According to a CNN poll cited in the BoAML note, when asked who would be responsible for a longer shutdown of the U.S. government, 46 percent of respondents blamed Republicans in Congress, 36 percent pointed to Obama and 13 percent said both.
(Read More: Obama to Wall Street: This time be worried)
And finally, the third pressure point would be triggered by the stock market, said Harris, suggesting that signs of a panicked selloff could spur U.S. politicians into action.
So far, global equity markets have shown a relatively muted reaction to news of the shutdown.
Wall Street closed in the red on Wednesday, but off of earlier session lows. The Dow was down 0.39 percent and the S&P 500 closed 0.07 percent lower. Meanwhile, major Asian indices also indicated only mild investor caution over the issue, as Japan's Nikkei opened roughly 0.3 percent lower on Thursday, while Australian stocks traded 0.3 percent higher.
However, in a White House interview late Wednesday, President Barack Obama said financial markets should be genuinely worried about the budget stalemate on Capitol Hill.

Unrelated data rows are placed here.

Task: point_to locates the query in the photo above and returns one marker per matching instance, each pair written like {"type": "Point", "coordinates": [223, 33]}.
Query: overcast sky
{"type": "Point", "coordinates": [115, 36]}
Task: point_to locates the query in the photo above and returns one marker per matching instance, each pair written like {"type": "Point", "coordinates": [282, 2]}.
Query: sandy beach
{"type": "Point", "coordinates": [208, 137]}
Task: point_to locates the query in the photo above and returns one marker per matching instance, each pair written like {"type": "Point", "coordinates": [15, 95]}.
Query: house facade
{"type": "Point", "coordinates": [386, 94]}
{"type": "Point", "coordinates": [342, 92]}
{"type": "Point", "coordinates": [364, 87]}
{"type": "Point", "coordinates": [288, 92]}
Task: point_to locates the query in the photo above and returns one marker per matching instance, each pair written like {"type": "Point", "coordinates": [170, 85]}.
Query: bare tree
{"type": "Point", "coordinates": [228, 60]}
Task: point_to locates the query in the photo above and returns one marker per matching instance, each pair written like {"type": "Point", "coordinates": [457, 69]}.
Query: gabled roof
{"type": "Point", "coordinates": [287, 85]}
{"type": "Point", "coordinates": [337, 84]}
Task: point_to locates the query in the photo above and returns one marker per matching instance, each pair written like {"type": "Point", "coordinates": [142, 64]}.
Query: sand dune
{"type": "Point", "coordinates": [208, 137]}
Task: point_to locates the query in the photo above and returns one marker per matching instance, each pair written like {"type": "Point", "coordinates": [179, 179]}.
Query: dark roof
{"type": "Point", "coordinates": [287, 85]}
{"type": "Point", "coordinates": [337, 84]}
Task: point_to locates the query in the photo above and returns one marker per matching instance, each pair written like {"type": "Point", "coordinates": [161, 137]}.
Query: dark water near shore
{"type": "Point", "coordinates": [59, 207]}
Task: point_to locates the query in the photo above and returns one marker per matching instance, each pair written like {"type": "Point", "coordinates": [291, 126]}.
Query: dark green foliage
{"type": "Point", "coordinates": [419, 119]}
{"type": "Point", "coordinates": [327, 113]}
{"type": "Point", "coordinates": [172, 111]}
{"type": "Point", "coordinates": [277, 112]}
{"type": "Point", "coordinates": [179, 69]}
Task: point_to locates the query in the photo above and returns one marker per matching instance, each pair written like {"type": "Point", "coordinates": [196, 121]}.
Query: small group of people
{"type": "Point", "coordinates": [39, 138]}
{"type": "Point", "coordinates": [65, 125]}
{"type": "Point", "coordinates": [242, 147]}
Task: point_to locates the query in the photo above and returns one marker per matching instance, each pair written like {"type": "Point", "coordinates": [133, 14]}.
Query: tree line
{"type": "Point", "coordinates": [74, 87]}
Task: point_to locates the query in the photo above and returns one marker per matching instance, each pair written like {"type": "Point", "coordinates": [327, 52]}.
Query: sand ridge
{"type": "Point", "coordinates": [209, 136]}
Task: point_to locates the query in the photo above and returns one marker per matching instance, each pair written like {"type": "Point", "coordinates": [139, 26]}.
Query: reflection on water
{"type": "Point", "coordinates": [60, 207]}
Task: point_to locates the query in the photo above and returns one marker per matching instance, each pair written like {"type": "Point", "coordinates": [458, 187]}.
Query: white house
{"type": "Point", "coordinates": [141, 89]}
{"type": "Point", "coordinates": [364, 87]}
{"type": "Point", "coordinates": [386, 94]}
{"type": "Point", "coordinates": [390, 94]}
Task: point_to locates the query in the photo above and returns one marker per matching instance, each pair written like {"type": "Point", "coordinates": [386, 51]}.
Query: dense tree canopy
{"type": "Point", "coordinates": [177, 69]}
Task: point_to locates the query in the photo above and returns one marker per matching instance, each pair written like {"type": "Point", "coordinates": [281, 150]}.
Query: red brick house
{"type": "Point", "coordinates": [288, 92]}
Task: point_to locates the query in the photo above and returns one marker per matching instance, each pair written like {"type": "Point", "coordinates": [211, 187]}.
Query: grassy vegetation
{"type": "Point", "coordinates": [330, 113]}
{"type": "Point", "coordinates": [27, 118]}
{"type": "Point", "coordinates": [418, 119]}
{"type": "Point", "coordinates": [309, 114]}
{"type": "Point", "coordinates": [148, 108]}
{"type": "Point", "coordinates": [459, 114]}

"I think this time is different, I think they should be concerned," Obama told CNBC's Jon Harwood. "It is important for [Wall Street] to recognize that this is going to have a profound impact on our economy and their bottom lines, their employees and their shareholders," he added.
(Read More: The government shutdown probably kills the 'Octaper')
Andy Cross chief investment officer at the Motley Fool, told CNBC Asia's Squawk Box on Thursday that it would take a sizeable stock market correction to spur Congress into action.
"I think [a potential equity market correction] has to be significant for them to really wake up, because there is so much anger back and forth. But I think we actually may see some pullback here and that's a good time to be buying stocks for long term investors," said Cross.
Deliberation over funding for President Barack Obama's Affordable Care Act, otherwise known as 'Obamacare,' has been the major source of the stalemate between the two major U.S. political parties. The Republicans want to delay the bill, while Democrats refuse to budge on the issue.